Jenkins, a veteran of Operation Enduring Freedom in Afghanistan, says he was impressed with how OPD officers handled the situation.

"I thought they handled it very well for the magnitude of the situation," said Jenkins. "They definitely could've used real bullets and it could've escalated - bullets flying everywhere crossfire, hostages potentially."

After the city recorded its 100th homicide of the year, city council members -- who had previously voted to reduce resources to the police force -- reversed their course late Tuesday. In a 6-to-2 vote the council voted to increase the number of new police recruits.

"Good policing requires officers that are not just running from 911 call to 911 call or are exhausted because they're working too much overtime," Mayor Libby Schaaf told council members. "Oakland has the lowest per violent crime staffing of any department in America."

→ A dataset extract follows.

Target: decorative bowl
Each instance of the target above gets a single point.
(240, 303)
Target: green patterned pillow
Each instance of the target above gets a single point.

The city's 100th murder victim of 2021 was a man found shot to death Monday morning outside the Coliseum BART station. On Tuesday afternoon, Oakland officers were called to another shooting as a man was rushed to a hospital after gunfire near Bond and High Streets.

At a Monday afternoon press conference on the recent rise in gun violence in Oakland -- which saw 10 homicides in the space of a week -- Armstrong expressed his frustration over the escalating number of homicides.

"We can be vocal about certain things. I just don't understand why this community can't be vocal about a hundred lives lost," said a clearly frustrated Armstrong. "We can scream and yell about anything that the police department does wrong, but in this time, we cant speak up about what's plaguing all of us. And that's gun violence."